Incontinentia Pigmenti. About A Clinical Case

Incontinentia pigmenti (IP) is a rare genodermatosis (0.7 per 100.000 births). It is characterized by a multisystemic affectation with a highly variable phenotype. The most common clinical manifestations are dermatological, neurological, ophthalmic and dental. The cutaneous alterations, markers of this entity, appear early, following a characteristic pattern of Blaschko's lines. 4 sequential appearance phases are defined: vesicular, verrocous, hyperpigmentation and hypopigmentation phases, extracutaneous involvement defines functional prognosis, and is the cause of irreversible sequelae that determines the severity the disease. IP is an X-linked dominant disorder caused by a mutation in the NEMO gene.
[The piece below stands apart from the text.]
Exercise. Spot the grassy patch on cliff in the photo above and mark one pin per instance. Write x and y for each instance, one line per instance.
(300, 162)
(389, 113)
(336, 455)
We describe a one-month and 26-years-old female infant is presented, who showed hyperpigmented skin lesions incidentally, noticed by her mother since 23rd day old, grouped vesicle- like skin lesions with linear distribution on the ring finger and the middle finger, both knees and right external malleolus, which after two weeks evolve into brownish verrocous lesions leaving hyperchromic spots following the Blaschko's lines. The clinic diagnosis is made using 2 greater criteria: typical neonatal eruption and hyperpigmentation that follows the Blaschko's lines, 2 lower criteria: strabismus and alopecia; it finds the 3 degrees stage hyperpigmentation to incontinentia pigmenti. Biopsy was postponed due to the patient age and not having authorization of the parents.